Partendo dagli alcolici, chi dice che è illogico vietare e punire la cessione controllata di droga, soprattutto di quella “leggera”, e invece ammettere la vendita bevande alcooliche, non ha ben chiara la distinzione fra uso e abuso. L’uso equilibrato di alcool, soprattutto se a bassa gradazione e in assenza di controindicazioni correlate alle condizioni di salute di chi lo assume, non fa male; un buon bicchiere di vino rosso è anzi consigliato durante il pasto. L’abuso provoca invece l’alterazione di sé, ed è in vario modo scoraggiato sul piano normativo: si pensi alle disposizioni sul tasso alcolemico da non oltrepassare quando si conduce un veicolo, e alle sanzioni penali in caso di inosservanza. Per il consumo di droga la distinzione non regge: già il semplice uso di stupefacenti produce alterazioni dell’equilibrio fisico e psichico; non attendere che si passi a stadi di dipendenza più elevati per dissuadere dall’assunzione è coerente con il sistema.
Viene comunque presentato come un dato di fatto che “legalizzare” le droghe sottrarrebbe potere e terreno alle organizzazioni criminali che traggono profitto dai traffici di stupefacenti, affidandone la distribuzione e la cessione al controllo dello Stato.

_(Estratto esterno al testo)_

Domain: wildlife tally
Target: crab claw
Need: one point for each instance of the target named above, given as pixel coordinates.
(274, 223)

Siamo al quarto luogo comune. Premesso che il problema numero uno non è che i clan aumentino i profitti con i traffici degli stupefacenti, ma che questi ultimi determinino la morte o la prostrazione di tante persone, è certamente importante contrastare i network criminali che si dedicano, in tutto o in parte, ai giri di stupefacenti. Ammettendo che sia vera – e non lo è – la tesi secondo cui la mancata legalizzazione è causa dell’arricchimento dei clan, ogni ipotesi di legalizzazione sarebbe diretta a limitare lo sfruttamento criminale dei traffici, non a ridurre la platea degli assuntori di droga, quindi lascerebbe inalterato il problema n. 1. La realtà poi smentisce la tesi della riduzione della entità dei traffici criminali; ogni legalizzazione ha dei limiti, di età dell’assuntore, di quantità e di qualità (intesa come percentuale di principio attivo) della sostanza. Neanche il “legalizzatore” più convinto arriva a sostenere che un fanciullo possa recarsi a piacimento al tabaccaio, o allo sportello della Asl, e farsi impacchettare mezzo chilo di cocaina, con elevata percentuale di principio attivo. Alla criminalità sarà sufficiente operare oltre i limiti fissati: quanto a quello dell’età, puntando, ancora di più di quanto non avvenga oggi, allo spaccio fra minorenni; quanto alla quantità e alla qualità, offrendo “merce” in grammi o in capacità stimolante, al di là delle soglie stabilite. L’esperienza degli Usa, al cui interno circa venti States hanno legalizzato il fumo di cannabis per uso medico, e due States anche per uso ricreazionale, indica che la legalizzazione della cannabis aumenta soprattutto la quantità consumata pro capite. Gli introiti per gli Stati derivante dalle accise sulla cannabis “legale” è annullato dalle maggiori spese connesse al trattamento dei suoi effetti è cronici. I due mercati, legale e illecito, sono strettamente connessi: quantità sostanziali di marijuana medica prodotta in eccesso grazie a economie di scala sono dirottate verso il mercato clandestino. Tuttavia, negli Usa gli adolescenti non possono accedere alla cannabis legale: la legalizzazione non riguarda i minori, che sono i maggiori consumatori di cannabis e quelli più a rischio per i suoi effetti a lungo termine. Risultato: negli Usa la legalizzazione della cannabis non ha eliminato il mercato illegale ma ne ha semplicemente ristretto la clientela agli adolescenti e agli adulti che non possono permettersi il costo elevato della cannabis legale.